Los salmos tienen, además, una eficacia especial para
suscitar en las almas el deseo de todas las virtudes. En efecto, «si bien es
verdad que todas las partes de la Escritura, tanto del antiguo como del nuevo
Testamento, están inspiradas por Dios y son útiles para instruir, según está
escrito, sin embargo, el libro de los salmos, como el paraíso en el que se
hallan (los frutos) de todos los demás (libros sagrados), prorrumpe en cánticos
y, al salmodiar, pone de manifiesto sus propios frutos junto con aquellos
otros.» Estas palabras son también de san Atanasio, quien añade asimismo: «A mi
modo de ver, los salmos vienen a ser como un espejo, en el que quienes salmodian
se contemplan a sí mismos y sus diversos sentimientos, y con esta sensación los
recitan.» San Agustín dice en el libro de sus Confesiones: «¡Cuánto lloré con
tus himnos y cánticos, conmovido intensamente por las voces de tu Iglesia que
resonaba dulcemente! A medida que aquellas voces se infiltraban en mis oídos, la
verdad se iba haciendo más clara en mi interior y me sentía inflamado en
sentimientos de piedad, y corrían las lágrimas, que me hacían mucho bien.»

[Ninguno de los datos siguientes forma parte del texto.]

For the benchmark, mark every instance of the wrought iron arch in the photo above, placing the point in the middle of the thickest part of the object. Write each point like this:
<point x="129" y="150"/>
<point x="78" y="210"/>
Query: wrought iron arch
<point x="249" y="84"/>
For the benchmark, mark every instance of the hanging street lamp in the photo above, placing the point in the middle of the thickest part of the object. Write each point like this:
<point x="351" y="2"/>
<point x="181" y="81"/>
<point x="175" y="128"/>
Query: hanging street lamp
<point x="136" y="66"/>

En efecto, ¿quién dejará de conmoverse ante aquellas
frecuentes expresiones de los salmos en las que se ensalza de un modo tan
elevado la inmensa majestad de Dios, su omnipotencia, su inefable justicia, su
bondad o clemencia y todos sus demás infinitos atributos, dignos de alabanza?
¿En quién no encontrarán eco aquellos sentimientos de acción de gracias por los
beneficios recibidos de Dios, o aquellas humildes y confiadas súplicas por los
que se espera recibir, o aquellos lamentos del alma que llora sus pecados?
¿Quién no se sentirá inflamado de amor al descubrir la imagen esbozada de Cristo
redentor, de quien san Agustín «oía la voz en todos los salmos, ora salmodiando,
ora gimiendo, ora alegre por la esperanza, ora suspirando por la realidad?